Again, please accept my sincere thanks for all of the prayers and kind words. I came across a poem on Tim Ferris's website on called "Discovering Kindness in the Storm" which perfectly describes my experience. It is not Christian in origin but it is wise, and where the author says "kindness" I hear the words "the kindness of God and His people," or the "grace of God and His people. It is a wonderful description of my own experience and I have to say that as much as I hate chemo and all of the things associated with cancer, that I don't think I would ever have awakened to the grace and kindness of God that surrounds me without going through all of this.
Before you know what kindness really is
you must lose things,
feel the future dissolve in a moment
like salt in a weakened broth.
What you held in your hand,
what you counted and carefully saved,
all this must go so you know
how desolate the landscape can be
between the regions of kindness.
How you ride and ride
thinking the bus will never stop,
the passengers eating maize and chicken
will stare out the window forever.
Before you learn the tender gravity of kindness,
you must travel where the Indian in a white poncho
lies dead by the side of the road.
You must see how this could be you,
how he too was someone
who journeyed through the night with plans
and the simple breath that kept him alive.
Before you know kindness as the deepest thing inside,
you must know sorrow as the other deepest thing.
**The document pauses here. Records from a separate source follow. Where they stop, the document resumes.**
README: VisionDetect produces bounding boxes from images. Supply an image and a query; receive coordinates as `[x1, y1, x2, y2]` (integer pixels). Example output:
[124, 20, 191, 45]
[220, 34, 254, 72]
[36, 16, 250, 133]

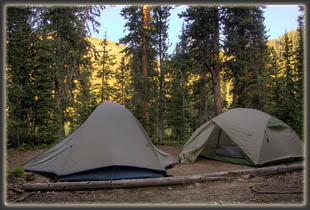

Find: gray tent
[24, 102, 175, 181]
[179, 108, 303, 166]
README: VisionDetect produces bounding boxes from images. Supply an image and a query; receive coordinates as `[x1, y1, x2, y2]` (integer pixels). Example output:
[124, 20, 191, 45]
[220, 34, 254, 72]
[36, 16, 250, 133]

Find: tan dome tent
[179, 108, 303, 166]
[24, 102, 175, 181]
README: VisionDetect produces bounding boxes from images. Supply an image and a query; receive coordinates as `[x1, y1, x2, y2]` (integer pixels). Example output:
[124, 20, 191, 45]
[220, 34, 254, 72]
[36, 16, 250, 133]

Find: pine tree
[152, 6, 172, 142]
[181, 7, 222, 123]
[7, 7, 34, 147]
[7, 7, 58, 147]
[97, 32, 116, 103]
[164, 24, 194, 141]
[223, 7, 268, 110]
[295, 7, 305, 136]
[120, 6, 157, 137]
[114, 57, 130, 106]
[278, 33, 296, 129]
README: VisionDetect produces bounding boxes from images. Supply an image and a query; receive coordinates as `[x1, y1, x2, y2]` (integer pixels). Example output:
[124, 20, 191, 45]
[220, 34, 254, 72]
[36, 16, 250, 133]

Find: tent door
[216, 129, 246, 159]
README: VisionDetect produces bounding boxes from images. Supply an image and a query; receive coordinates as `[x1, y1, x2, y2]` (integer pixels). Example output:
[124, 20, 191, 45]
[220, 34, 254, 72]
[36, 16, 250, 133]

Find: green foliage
[13, 167, 25, 177]
[6, 6, 304, 151]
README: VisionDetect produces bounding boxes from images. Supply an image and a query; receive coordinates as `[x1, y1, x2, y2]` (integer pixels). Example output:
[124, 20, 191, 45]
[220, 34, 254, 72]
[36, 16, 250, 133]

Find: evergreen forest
[5, 5, 304, 148]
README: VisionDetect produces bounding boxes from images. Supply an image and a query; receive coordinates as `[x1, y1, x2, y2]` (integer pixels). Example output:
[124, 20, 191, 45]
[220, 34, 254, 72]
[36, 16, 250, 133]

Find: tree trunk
[23, 164, 304, 191]
[158, 9, 164, 143]
[211, 7, 222, 116]
[142, 5, 149, 130]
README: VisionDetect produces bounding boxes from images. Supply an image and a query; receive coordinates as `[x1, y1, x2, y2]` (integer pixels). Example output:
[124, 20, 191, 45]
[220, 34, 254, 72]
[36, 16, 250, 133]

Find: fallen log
[250, 186, 304, 194]
[23, 164, 303, 191]
[13, 192, 34, 203]
[23, 175, 227, 191]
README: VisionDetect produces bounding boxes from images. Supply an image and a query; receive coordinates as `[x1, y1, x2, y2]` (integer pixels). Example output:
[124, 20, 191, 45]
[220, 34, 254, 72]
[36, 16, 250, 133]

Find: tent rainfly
[179, 108, 303, 166]
[24, 102, 176, 181]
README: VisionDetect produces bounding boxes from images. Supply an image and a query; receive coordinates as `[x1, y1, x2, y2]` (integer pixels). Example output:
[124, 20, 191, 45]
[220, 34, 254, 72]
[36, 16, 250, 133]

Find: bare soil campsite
[6, 146, 306, 206]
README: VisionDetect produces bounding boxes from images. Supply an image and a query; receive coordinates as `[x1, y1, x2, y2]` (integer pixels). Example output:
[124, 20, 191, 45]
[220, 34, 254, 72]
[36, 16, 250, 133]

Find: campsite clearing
[7, 146, 305, 205]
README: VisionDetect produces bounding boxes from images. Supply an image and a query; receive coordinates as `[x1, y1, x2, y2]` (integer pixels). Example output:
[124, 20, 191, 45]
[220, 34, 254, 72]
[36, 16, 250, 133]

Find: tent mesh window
[216, 130, 246, 159]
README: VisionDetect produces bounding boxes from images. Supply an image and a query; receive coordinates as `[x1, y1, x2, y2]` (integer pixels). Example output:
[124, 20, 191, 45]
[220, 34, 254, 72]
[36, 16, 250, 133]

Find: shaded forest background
[6, 5, 304, 148]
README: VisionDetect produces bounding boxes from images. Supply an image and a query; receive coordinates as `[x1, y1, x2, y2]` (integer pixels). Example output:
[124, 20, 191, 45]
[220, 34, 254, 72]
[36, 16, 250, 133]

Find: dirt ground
[6, 146, 306, 206]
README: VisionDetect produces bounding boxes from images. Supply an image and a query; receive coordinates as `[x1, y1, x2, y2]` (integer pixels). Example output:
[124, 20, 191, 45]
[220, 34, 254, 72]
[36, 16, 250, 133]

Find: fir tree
[97, 32, 116, 103]
[223, 7, 267, 109]
[181, 7, 222, 123]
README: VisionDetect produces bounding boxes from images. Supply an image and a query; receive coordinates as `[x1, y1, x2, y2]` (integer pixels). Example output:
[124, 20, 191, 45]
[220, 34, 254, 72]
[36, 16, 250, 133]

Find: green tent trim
[267, 117, 287, 128]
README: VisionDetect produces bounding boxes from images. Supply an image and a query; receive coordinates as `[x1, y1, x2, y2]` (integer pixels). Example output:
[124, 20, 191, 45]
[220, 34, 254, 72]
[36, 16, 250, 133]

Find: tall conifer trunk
[142, 5, 149, 130]
[211, 7, 222, 115]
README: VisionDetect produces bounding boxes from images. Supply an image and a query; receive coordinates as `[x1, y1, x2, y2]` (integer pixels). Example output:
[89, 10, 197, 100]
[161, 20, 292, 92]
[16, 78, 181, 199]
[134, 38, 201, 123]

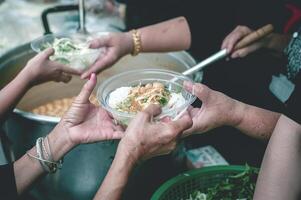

You must wake up with sorrow.
You must speak to it till your voice
catches the thread of all sorrows
and you see the size of the cloth.
Then it is only kindness that makes sense anymore,
only kindness that ties your shoes
and sends you out into the day to mail letters and
only kindness that raises its head
from the crowd of the world to say
it is I you have been looking for,
and then goes with you every where
like a shadow or a friend.
So again, to everyone who has prayed even the smallest prayer or offered any kind words on my behalf, please accept my deepest appreciation and gratitude.
And, since I am a preacher after all, may I offer one brief word of exhortation. I meet so many, too many, Christians who are discontent and dissatisfied with life. I suppose in many ways I was one before my battle with cancer and I would gladly pray for all of you that you don't have to go through something commensurate to cancer to learn contentment. But if you find the seeds of discontent in your life would you pray that God opens your eyes to the grace and kindness that surrounds you. It's there, trust me, you are just blinded to it. God has given Christ as an atonement for sin, God does love His children with an indescribable love. And He is busy in His providence pouring out His love and kindness to us in innumerable ways every day. Would you pray and ask God to open your eyes to His kindness and grace that envelops you!